Tough trading conditions have been the norm for the Middle East hotel industry over the past five years. A drop in oil prices that began in 2014 inevitably led to an economic slowdown for oil-dependent countries, including Bahrain. Kostas Nikolaidis, Middle East & Africa executive for STR, tracks the kingdom’s early stages of revival and shares his thoughts on where it goes from here
Despite the country’s diversification into sectors such as finance, manufacturing and tourism, oil has proven to be a key driver of the kingdom’s hotel performance. This time though, that dependence has produced positive results.
In April 2018, Bahrain discovered a new and significant oil and gas reserve off of its coast. Since that announcement, previously declining hotel performance in the nation’s capital has started to rebound. Corporate business has returned, allowing Manama hotels to record year-over-year revenue per available room (RevPAR) gains of 14.7 percent in Q4 2018 and 14.3 percent in Q1 2019. As the accompanying graph shows, the growth has mainly been fueled by increases in occupancy rather than average daily rate (ADR). It is a common phenomenon for occupancy to rebound first, before increased demand motivates hoteliers to raise their room rates.
Due to additional factors in the operating environment, it will be interesting to monitor how hotel performance evolves in Manama throughout the remainder of 2019. A clampdown on unlicensed apartment accommodations by local authorities, mainly around the Seef and Juffair area, and the reduction of the 5 percent government levy applied to hotel guests’ bills has also helped maintain momentum for the sector.
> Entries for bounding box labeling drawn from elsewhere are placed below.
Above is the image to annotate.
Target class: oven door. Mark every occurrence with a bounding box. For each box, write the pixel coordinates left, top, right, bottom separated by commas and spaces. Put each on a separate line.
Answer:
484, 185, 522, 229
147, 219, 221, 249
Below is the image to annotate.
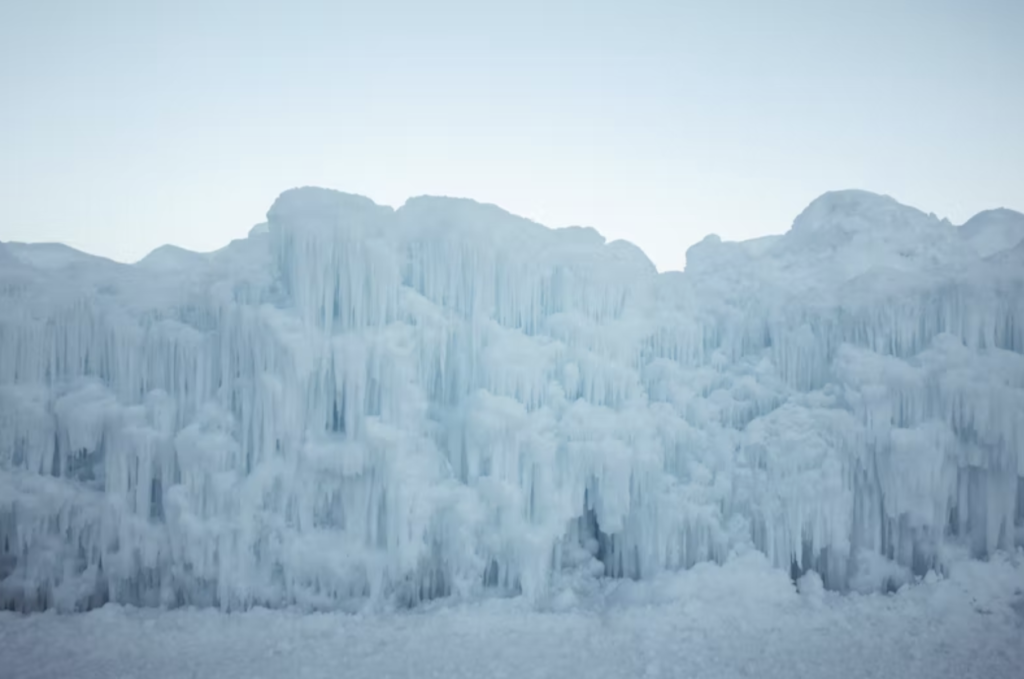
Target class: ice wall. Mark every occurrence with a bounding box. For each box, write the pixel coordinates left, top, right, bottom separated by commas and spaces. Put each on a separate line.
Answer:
0, 188, 1024, 609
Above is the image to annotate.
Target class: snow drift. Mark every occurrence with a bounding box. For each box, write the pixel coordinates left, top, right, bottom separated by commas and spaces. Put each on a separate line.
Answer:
0, 188, 1024, 609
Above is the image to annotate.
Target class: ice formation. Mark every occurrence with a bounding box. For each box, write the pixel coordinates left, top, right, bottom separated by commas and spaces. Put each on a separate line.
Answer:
0, 188, 1024, 609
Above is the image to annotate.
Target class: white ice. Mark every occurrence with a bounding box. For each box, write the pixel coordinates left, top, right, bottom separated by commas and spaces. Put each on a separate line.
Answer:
0, 553, 1024, 679
0, 188, 1024, 610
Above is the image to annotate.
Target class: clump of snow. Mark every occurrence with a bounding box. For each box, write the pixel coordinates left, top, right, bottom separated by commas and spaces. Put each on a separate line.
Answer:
135, 245, 209, 271
0, 187, 1024, 610
0, 558, 1024, 679
959, 208, 1024, 257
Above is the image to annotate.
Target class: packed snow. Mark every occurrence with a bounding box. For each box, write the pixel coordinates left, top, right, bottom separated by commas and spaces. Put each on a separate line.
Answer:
0, 188, 1024, 614
0, 552, 1024, 679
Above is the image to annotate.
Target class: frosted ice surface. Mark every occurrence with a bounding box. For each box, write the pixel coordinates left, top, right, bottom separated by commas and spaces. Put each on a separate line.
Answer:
0, 188, 1024, 609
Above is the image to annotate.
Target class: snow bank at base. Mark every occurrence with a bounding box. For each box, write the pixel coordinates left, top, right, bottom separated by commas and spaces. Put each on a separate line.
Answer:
0, 188, 1024, 610
0, 553, 1024, 679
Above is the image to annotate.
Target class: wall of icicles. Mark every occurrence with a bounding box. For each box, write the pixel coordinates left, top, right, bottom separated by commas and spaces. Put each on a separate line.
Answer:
0, 188, 1024, 610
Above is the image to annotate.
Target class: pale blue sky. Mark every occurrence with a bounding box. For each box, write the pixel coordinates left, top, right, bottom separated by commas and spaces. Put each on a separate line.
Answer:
0, 0, 1024, 270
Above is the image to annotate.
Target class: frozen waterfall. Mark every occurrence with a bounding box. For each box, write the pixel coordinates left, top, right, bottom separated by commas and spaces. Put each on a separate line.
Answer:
0, 188, 1024, 610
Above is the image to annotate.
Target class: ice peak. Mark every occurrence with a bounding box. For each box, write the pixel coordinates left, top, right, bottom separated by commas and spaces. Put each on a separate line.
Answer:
792, 189, 938, 234
266, 186, 393, 231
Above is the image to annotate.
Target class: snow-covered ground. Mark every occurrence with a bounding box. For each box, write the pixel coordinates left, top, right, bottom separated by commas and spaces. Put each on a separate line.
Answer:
0, 552, 1024, 679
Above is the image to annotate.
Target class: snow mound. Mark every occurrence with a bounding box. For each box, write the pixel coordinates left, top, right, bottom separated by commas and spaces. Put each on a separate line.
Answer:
959, 208, 1024, 257
0, 187, 1024, 609
135, 245, 209, 270
4, 243, 111, 269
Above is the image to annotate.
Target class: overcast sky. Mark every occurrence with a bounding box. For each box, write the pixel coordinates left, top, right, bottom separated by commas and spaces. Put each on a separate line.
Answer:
0, 0, 1024, 270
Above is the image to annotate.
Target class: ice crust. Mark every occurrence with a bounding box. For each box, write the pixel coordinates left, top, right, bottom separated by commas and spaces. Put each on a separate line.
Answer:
0, 187, 1024, 610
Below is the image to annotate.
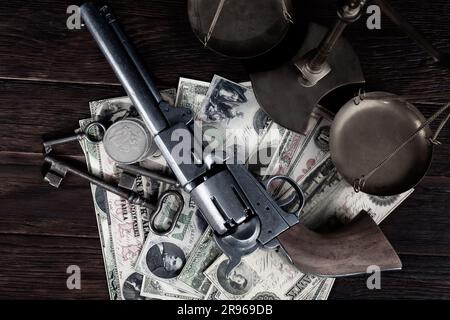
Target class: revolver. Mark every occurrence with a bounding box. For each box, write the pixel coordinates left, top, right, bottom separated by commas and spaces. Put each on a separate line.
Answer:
80, 3, 398, 275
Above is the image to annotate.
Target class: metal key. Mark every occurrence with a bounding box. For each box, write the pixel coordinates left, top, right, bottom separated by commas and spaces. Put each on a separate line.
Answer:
42, 121, 106, 154
44, 155, 184, 235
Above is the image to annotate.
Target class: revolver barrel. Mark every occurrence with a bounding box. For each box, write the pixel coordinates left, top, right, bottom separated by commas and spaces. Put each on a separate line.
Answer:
80, 3, 168, 135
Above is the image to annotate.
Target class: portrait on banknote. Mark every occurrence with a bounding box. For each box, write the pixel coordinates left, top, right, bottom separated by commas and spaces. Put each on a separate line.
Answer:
146, 242, 186, 279
122, 272, 145, 300
202, 79, 248, 122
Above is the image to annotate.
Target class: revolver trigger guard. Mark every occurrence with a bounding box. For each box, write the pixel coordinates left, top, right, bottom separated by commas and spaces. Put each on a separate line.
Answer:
263, 175, 305, 216
149, 190, 184, 236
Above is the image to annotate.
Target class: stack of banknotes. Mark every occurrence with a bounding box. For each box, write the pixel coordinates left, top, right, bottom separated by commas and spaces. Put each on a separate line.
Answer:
80, 76, 413, 300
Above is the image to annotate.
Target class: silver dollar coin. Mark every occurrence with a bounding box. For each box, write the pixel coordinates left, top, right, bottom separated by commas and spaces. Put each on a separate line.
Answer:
103, 119, 155, 164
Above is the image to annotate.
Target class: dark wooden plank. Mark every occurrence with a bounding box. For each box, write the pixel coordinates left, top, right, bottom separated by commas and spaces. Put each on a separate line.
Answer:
0, 0, 450, 99
381, 177, 450, 256
0, 80, 124, 154
0, 80, 450, 176
0, 235, 109, 299
330, 255, 450, 300
0, 0, 248, 87
0, 165, 98, 241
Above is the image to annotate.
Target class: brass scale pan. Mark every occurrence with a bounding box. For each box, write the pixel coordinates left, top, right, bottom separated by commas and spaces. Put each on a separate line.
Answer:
188, 0, 292, 59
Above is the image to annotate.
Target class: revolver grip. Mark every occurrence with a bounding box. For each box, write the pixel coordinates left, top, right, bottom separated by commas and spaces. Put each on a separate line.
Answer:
278, 211, 402, 277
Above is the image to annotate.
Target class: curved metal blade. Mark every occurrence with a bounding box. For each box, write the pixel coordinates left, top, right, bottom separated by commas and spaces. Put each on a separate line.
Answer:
278, 211, 402, 277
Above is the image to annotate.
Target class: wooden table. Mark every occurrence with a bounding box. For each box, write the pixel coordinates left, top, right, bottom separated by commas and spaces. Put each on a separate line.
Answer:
0, 0, 450, 299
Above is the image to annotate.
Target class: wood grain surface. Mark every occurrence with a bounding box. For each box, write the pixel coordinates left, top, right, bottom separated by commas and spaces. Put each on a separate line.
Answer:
0, 0, 450, 299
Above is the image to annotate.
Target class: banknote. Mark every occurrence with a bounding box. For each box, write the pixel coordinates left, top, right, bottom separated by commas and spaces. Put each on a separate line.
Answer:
266, 108, 332, 193
141, 277, 199, 300
179, 228, 222, 296
80, 90, 191, 299
205, 249, 323, 300
205, 278, 336, 300
80, 119, 122, 300
136, 191, 207, 295
299, 156, 414, 229
175, 75, 271, 163
80, 115, 149, 300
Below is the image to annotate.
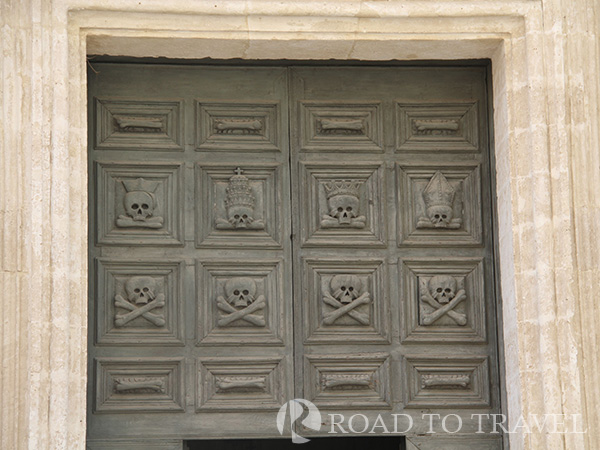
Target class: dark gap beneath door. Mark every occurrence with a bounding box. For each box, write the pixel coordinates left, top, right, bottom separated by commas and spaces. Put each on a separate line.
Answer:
186, 436, 406, 450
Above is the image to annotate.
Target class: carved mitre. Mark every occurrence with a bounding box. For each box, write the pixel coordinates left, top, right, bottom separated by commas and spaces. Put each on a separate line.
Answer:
423, 171, 454, 208
225, 167, 254, 209
123, 178, 158, 193
323, 180, 362, 200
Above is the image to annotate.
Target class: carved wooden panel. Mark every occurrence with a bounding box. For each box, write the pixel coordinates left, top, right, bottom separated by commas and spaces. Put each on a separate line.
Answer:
397, 163, 482, 246
399, 257, 487, 343
94, 357, 185, 412
196, 163, 282, 248
300, 163, 386, 246
196, 102, 280, 152
396, 102, 479, 152
95, 258, 184, 346
405, 355, 490, 408
197, 259, 285, 347
300, 258, 389, 344
299, 101, 383, 152
95, 162, 183, 246
94, 98, 183, 151
304, 353, 391, 410
197, 357, 285, 411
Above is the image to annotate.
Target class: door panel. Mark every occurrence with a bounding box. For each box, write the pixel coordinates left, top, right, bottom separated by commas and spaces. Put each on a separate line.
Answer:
290, 67, 499, 434
88, 63, 500, 448
88, 64, 294, 445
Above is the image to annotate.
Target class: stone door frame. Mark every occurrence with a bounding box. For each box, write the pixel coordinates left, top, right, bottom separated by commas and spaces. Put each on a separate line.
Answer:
13, 0, 596, 449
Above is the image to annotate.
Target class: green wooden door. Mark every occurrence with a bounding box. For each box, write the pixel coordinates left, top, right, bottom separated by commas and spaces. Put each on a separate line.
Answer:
88, 63, 500, 449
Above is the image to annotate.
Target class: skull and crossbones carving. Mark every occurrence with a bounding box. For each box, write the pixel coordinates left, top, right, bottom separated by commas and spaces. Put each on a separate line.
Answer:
217, 277, 267, 327
323, 274, 371, 325
117, 178, 164, 228
321, 180, 367, 228
115, 276, 166, 327
421, 275, 467, 326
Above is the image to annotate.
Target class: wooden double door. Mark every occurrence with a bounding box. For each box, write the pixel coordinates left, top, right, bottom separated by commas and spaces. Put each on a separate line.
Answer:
88, 63, 500, 449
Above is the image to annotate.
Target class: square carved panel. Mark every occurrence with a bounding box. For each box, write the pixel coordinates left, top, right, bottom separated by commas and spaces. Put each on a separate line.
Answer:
95, 258, 183, 346
196, 102, 280, 152
94, 98, 183, 151
95, 162, 183, 246
396, 163, 482, 247
196, 163, 283, 248
396, 102, 479, 152
300, 163, 386, 247
196, 357, 289, 412
405, 355, 490, 408
300, 102, 383, 152
94, 358, 185, 412
399, 258, 487, 343
197, 260, 286, 347
301, 259, 389, 344
304, 353, 391, 410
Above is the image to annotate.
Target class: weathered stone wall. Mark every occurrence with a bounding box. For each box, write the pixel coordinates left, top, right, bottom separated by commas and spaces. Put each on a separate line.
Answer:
0, 0, 600, 450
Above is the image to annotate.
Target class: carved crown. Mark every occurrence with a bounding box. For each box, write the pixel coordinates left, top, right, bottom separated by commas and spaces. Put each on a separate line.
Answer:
123, 178, 158, 192
423, 171, 454, 208
225, 167, 255, 208
323, 180, 362, 199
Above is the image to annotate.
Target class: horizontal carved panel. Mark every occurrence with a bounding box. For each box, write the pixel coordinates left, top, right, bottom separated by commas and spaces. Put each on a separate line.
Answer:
301, 259, 389, 344
196, 102, 279, 152
300, 163, 386, 247
396, 102, 479, 152
95, 257, 183, 346
397, 163, 482, 246
304, 353, 391, 410
399, 257, 487, 343
94, 358, 185, 412
197, 260, 285, 346
197, 357, 286, 412
95, 162, 183, 245
405, 356, 490, 408
196, 163, 282, 248
94, 98, 183, 151
300, 102, 383, 152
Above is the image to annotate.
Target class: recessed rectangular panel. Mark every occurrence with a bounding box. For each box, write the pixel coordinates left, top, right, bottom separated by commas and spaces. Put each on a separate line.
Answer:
196, 259, 287, 347
196, 102, 280, 152
196, 162, 283, 248
197, 357, 286, 412
95, 357, 185, 412
300, 101, 383, 152
95, 258, 184, 346
396, 101, 479, 152
396, 162, 482, 247
304, 353, 391, 410
95, 162, 183, 246
300, 162, 386, 247
399, 257, 487, 344
405, 355, 490, 408
299, 258, 389, 345
94, 98, 183, 151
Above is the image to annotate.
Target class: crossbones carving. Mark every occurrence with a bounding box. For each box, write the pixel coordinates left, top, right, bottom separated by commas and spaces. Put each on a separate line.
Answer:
115, 277, 166, 327
323, 275, 371, 325
421, 275, 467, 326
217, 277, 267, 327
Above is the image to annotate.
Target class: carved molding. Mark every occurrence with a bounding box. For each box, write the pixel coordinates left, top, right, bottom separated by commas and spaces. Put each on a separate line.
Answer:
396, 102, 480, 152
94, 98, 183, 151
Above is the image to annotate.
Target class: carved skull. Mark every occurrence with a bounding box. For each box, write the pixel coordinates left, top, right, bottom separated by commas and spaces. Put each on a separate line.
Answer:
227, 205, 254, 228
329, 275, 362, 303
225, 277, 256, 308
329, 194, 359, 225
427, 205, 454, 228
429, 275, 456, 305
125, 277, 156, 304
123, 191, 155, 222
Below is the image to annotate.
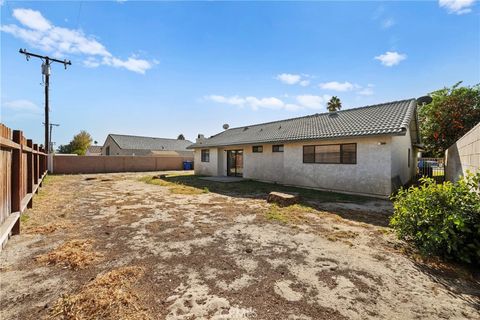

As a result, Manama hotels closed Q1 2019 with an actual occupancy of 58.4 percent, ADR of BHD59.80 and RevPAR of BHD34.90. Q1 comparisons this year were also helped by the calendar shift of the Bahrain Formula 1 Grand Prix moving from April 8 in 2018 to March 31 in 2019.
Opportunities in the market
There is currently a plethora of developments in Manama which should help further diversify and bolster tourism demand in the long term. A new airport terminal scheduled to be completed in October is expected to increase annual passenger- handling capacity to 14 million from the current total of 9 million. Moreover, mixed-use developments such as the Dilmunia and Marassi Galleria projects are underway. The man-made Dilmunia Island is aiming to become a prominent tourism and hospitality destination with a focus on health and wellness. Major elements that have already been announced are the Grand Canal and Marina, a number of residential districts and the Mall of Dilmunia. The Marassi Galleria is expected to provide additional themed urban developments with extensive hospitality and commercial facilities, along with a waterfront shopping mall. With this additional infrastructure underway, Bahrain is aiming to enhance its tourism offering and better position itself in the ever-changing regional and global tourism landscape. In terms of outlook, if the existing momentum is successfully utilised and tourism stakeholders concentrate efforts to sustainably stimulate tourism demand, Bahrain hotel performance could continue on a growth trajectory.